I peek out across the carpeted hallway and hold my breath. One foot past the threshold of my doorway, then two. I look back at my room, suddenly worried about a key card to get back in, but remember that we’d never been issued one.
“What are you doing here?” Meghan asks. Her voice is full of surprise like in the movies, but also a sense of menace that I’m not expecting.
“It’s okay,” I tell her, “Terry said I could be here.”
“But quarantine ends tomorrow,” she says. Meghan had never considered leaving the room. I married a rule follower, who would have been mortified at the thought of getting caught.
“I thought you’d be happy to see me.”
“I am,” she says, rubbing sleep from her eyes. “But what’s a few more hours?”
I ready myself for my best Billy Crystal: “When you realize you want to spend the rest of your life with somebody, you want the rest of the life to start as soon as possible.”
“We’re already spending our lives together,” Meghan assures me. “Even if they’re sometimes apart.” She smiles. “Why do you think I’m here?” Her grand gesture was coming to Taiwan in the first place. It was enough for her to be in this hotel for two weeks, halfway around the world, with me.

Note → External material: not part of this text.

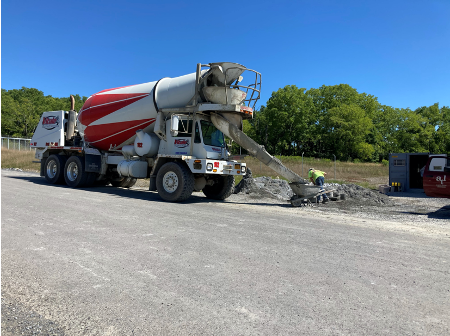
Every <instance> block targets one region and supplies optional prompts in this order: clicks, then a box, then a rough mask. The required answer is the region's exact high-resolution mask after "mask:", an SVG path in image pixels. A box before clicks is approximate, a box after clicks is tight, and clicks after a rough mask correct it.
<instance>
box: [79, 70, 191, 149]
mask: <svg viewBox="0 0 450 336" xmlns="http://www.w3.org/2000/svg"><path fill="white" fill-rule="evenodd" d="M195 80H196V74H195V73H192V74H189V75H185V76H181V77H176V78H163V79H161V80H159V81H155V82H149V83H144V84H137V85H130V86H124V87H118V88H114V89H108V90H103V91H100V92H98V93H95V94H93V95H92V96H90V97H89V98H88V99H87V100H86V102H85V103H84V105H83V107H82V108H81V110H80V112H79V114H78V131H79V132H80V135H81V136H82V138H83V140H84V141H85V142H86V143H87V144H89V145H90V146H92V147H95V148H98V149H103V150H112V149H120V148H122V146H125V145H128V144H131V143H133V142H134V139H135V137H136V131H137V130H139V129H142V130H143V131H144V132H146V133H150V132H152V131H153V128H154V122H155V120H156V115H157V111H158V109H159V108H177V107H184V106H186V105H187V104H188V103H189V102H190V100H191V99H192V97H193V96H194V93H195Z"/></svg>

She opens the door wider. There are no triumphant reunions or exasperated tears or Whitney Houston crooning in the background. But that’s not what our relationship has ever been anyway. It’s the much more mundane compromises—not the over-the-top displays of affection—that have been the foundation of our love story.
I walk into the room. The layout is slightly different: desk pushed up by the door, her bed against a large window overlooking the road. I’m certain the room is bigger than mine but manage not to say it. Meghan takes my hand in hers, leaving the food in a bag on the doorstep behind me.